Recently, I decided to tackle a part of the stacks that has gone largely untouched in my seven and a half years at the Historical Society – the almanacs. We have hundreds of them from the eighteenth, nineteenth, and twentieth centuries. These are not the large volumes of facts you might remember from your school library or playing “Where in the World is Carmen Sandiego?” They do not list the monarchs of Britain or world capitals.
These are instead small booklets. They contain the expected information about the phases of the moon, sunrise and sunsets, and the tides. Beyond that they seem to contain whatever the printer felt like adding. Many have household tips, humorous anecdotes, and moral stories.
We have a mini-almanac published by Franklin. This one contains little extra information and instead left pages blank for notes.

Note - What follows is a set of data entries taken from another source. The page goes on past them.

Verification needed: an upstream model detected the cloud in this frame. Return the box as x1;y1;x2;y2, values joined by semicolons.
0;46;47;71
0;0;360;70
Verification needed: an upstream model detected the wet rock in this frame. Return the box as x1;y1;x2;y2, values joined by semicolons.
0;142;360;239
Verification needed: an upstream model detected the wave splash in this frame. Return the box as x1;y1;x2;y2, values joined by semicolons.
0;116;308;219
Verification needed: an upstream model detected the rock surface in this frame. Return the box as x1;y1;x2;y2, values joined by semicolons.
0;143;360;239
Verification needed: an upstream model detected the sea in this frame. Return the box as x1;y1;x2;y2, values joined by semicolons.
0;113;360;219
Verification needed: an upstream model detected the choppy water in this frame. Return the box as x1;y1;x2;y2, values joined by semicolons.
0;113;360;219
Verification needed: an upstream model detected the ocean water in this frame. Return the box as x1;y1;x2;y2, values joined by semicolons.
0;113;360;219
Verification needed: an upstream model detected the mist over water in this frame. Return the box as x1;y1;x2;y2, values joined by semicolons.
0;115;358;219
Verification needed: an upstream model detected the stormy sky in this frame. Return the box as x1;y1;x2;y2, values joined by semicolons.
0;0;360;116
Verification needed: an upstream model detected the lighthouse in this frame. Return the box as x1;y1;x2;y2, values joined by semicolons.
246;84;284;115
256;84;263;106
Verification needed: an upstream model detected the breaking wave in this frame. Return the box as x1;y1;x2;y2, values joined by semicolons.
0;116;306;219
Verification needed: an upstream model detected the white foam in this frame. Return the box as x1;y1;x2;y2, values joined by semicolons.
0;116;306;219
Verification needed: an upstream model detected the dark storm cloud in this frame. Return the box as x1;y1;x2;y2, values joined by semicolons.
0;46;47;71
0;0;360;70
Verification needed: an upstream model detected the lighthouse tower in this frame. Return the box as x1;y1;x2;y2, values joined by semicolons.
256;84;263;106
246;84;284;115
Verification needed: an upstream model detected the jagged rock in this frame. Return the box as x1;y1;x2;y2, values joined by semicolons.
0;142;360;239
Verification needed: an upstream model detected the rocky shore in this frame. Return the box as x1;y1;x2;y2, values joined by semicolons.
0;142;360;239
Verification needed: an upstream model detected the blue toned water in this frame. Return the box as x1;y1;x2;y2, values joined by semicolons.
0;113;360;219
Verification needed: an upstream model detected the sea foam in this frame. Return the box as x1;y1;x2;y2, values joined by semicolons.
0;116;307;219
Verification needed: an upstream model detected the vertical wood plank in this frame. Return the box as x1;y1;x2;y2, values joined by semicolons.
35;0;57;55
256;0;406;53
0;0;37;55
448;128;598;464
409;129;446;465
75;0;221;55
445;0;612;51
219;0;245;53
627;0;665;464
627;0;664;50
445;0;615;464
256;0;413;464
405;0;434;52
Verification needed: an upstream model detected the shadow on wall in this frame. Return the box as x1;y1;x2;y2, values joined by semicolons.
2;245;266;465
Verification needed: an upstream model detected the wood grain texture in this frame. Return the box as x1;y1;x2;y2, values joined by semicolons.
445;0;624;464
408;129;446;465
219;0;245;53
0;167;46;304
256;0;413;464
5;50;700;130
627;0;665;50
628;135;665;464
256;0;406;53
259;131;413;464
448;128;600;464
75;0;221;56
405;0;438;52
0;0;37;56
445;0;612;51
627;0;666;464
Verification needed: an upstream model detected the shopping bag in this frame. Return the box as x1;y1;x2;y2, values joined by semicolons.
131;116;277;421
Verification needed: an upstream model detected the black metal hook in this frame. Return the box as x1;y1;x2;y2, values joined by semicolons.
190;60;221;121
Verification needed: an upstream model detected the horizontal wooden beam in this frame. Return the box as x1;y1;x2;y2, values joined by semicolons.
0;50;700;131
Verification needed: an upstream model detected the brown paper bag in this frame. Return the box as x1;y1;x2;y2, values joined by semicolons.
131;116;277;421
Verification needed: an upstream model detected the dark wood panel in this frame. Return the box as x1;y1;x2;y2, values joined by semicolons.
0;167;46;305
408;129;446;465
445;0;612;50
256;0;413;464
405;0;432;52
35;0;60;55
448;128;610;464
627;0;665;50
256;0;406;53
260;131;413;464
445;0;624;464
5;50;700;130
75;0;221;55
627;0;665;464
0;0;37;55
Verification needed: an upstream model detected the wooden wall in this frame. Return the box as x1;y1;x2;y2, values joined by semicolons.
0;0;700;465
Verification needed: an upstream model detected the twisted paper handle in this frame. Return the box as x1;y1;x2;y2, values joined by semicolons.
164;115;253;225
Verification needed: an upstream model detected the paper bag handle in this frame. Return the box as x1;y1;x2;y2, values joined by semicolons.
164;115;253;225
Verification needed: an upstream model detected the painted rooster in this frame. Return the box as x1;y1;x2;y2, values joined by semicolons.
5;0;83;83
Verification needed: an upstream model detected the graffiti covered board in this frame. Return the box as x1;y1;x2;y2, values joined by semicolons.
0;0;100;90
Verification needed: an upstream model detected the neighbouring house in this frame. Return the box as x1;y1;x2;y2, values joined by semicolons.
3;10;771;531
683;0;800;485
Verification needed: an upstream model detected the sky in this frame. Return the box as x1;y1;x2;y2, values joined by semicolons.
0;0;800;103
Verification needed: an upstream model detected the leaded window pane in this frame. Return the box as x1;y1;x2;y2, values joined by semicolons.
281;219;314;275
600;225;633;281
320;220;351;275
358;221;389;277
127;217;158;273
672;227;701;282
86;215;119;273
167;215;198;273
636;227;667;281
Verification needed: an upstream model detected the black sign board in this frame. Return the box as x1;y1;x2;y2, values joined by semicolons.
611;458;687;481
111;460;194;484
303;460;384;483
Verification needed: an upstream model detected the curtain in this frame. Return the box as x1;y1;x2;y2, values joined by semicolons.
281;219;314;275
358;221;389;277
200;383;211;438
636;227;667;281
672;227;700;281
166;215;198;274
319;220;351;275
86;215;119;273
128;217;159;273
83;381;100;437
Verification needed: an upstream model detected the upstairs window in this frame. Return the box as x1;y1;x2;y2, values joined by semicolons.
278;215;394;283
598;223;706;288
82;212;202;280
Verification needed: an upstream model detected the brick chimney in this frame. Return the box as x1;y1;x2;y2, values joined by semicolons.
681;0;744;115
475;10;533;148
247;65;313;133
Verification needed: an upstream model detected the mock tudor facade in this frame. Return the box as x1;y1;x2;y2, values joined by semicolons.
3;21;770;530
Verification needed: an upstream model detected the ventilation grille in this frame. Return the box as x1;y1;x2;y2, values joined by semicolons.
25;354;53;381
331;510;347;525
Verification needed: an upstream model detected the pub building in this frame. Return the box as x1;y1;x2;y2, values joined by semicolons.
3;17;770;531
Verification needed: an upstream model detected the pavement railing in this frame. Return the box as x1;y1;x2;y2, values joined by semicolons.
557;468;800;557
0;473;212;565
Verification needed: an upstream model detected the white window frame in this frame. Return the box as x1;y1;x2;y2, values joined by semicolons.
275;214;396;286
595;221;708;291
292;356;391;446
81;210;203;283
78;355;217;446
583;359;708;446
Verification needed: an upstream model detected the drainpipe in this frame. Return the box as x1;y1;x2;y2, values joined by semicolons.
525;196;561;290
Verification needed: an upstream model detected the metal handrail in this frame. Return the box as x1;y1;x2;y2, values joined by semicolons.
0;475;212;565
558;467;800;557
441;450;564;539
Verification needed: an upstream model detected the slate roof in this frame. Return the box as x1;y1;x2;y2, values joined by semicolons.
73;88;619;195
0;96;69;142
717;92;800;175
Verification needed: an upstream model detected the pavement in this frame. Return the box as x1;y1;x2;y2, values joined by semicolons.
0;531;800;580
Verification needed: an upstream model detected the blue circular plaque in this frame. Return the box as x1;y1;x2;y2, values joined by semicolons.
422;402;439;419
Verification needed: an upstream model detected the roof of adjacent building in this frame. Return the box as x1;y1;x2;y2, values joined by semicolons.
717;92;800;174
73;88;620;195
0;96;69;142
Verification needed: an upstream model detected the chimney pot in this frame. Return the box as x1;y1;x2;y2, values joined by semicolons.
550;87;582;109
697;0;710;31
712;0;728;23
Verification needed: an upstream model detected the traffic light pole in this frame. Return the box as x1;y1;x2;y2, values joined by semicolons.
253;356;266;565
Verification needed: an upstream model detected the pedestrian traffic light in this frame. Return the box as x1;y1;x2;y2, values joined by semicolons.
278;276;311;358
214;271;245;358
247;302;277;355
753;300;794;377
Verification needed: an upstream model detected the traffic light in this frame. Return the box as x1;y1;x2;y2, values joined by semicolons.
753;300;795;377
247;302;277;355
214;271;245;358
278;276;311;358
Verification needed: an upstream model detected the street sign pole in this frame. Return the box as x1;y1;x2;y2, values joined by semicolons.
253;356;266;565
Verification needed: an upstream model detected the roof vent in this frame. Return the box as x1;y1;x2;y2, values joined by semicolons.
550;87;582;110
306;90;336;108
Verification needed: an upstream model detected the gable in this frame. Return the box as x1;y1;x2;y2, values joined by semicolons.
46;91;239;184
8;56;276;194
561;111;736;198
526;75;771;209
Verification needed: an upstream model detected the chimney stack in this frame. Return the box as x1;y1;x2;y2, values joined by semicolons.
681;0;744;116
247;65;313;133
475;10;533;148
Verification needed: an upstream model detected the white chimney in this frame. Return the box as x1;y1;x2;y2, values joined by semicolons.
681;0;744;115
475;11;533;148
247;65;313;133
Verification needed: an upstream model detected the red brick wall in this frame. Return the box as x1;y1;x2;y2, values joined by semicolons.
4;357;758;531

Many of the almanacs were created for the general public while others had a specific audience in mind. Today, the Farmers’ Almanac is one of the best-known periodicals, and many of these early American almanacs also focus on agriculture.
But it seems like there was an almanac for everyone:
My personal favorite is the Piratical & Tragical Almanac. It is not an almanac for pirates, but it fills the gaps between the calendars and the weather predictions with stories of pirates, murders, and stagecoach robberies, complete with woodcut illustrations.
Given the number of almanacs we have and their condition, they must have been consulted often.